Montana Politics 2010: The Campaign Ad

Republican Congressman Denny Rehberg’s campaign team faced an interesting decision on Tuesday:  Should they contest the new campaign commercial by Democrat Congressional candidate Dennis McDonald and give him a day or two of free publicity, with links to the commercial in most newspapers, not to mention several news stories about it across the state, or should they just let it go because they are probably far ahead of him in the race.

Rehberg’s legal team decided to fight the McDonald advertisement firing off a 29-page document to the six Montana television stations telling them line by line how many errors were in the campaign commercial. You see the document HERE. It is written by lawyers, so it’s wordy.

Today on the state’s largest newspaper’s website (Billings Gazette) you can find the McDonald television commercial, the internet commercial, the script to the television commercial, the script to internet commercial, and a photo of McDonald. The same things are probably published across the state (as this state is a basically a two newspaper state) – and that’s publicity money can’t buy.

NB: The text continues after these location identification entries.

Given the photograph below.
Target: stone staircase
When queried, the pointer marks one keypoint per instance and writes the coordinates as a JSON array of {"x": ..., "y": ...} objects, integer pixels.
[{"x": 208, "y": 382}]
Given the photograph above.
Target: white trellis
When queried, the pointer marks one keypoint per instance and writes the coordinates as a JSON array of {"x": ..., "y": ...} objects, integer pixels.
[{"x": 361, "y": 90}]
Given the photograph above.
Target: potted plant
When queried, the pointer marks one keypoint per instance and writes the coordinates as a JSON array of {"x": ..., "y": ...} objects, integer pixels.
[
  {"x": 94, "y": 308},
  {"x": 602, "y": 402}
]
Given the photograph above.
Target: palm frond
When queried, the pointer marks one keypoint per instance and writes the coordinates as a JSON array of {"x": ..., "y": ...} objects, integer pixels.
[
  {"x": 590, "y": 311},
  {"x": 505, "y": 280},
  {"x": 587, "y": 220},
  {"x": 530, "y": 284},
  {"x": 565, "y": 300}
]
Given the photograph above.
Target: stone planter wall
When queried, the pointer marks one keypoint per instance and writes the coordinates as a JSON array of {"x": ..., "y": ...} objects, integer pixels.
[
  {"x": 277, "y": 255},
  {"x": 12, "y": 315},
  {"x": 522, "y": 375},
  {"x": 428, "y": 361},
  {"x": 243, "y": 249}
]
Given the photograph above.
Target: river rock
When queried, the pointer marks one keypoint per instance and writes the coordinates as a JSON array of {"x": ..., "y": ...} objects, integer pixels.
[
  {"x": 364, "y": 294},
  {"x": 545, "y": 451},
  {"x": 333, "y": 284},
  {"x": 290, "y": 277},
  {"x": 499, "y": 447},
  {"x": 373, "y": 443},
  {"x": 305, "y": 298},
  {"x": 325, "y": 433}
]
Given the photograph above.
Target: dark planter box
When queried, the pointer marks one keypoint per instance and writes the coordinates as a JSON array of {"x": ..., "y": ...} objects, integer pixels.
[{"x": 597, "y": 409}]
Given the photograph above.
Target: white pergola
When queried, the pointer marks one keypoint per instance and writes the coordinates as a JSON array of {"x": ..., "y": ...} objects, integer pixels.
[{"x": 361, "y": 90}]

I actually saw the commercial. There are two; one for TV (30 seconds) and one for the internet (60 seconds). I don’t think it was a “major buy” in campaign terms because it’s not something I’m seeing at every local commercial break. Plus, it’s very late in the campaign season and McDonald’s ship is sinking, but maybe this is his “October surprise” or as some will say, a “last-ditch effort” to try a win a race that most people think Rehberg will win by at least 15 percent.

The part that caught my attention was the line in the internet commercial, “Driving fast on Flathead Lake in a speedboat…” which is a totally false statement as everyone, including McDonald, knows Rehberg was not driving the boat. It has been well-documented by legal authorities that State Senator Greg Barkus was the driver. The commercial also mentions the anonymous e-mail that said Rehberg fell off his horse reportedly drunk on a visit to Kazakhstan in 2004, and that Rehberg filed a lawsuit against the Billings Fire Department after putting out his fire. These last two points were also contested by the Rehberg legal team as containing false or misleading information.

It seems the Montana television stations have decided to continue to run the ads. We’ve seen these types of commercials run in almost every statewide race every two years and some really do contain false and misleading information, not to mention outright lies. That should not happen.

As for Rehberg contesting the commercial by McDonald, it was probably not the brightest thing for his young and inexperienced campaign team to do. McDonald has won this little battle. As for winning the war, that’s not going to happen.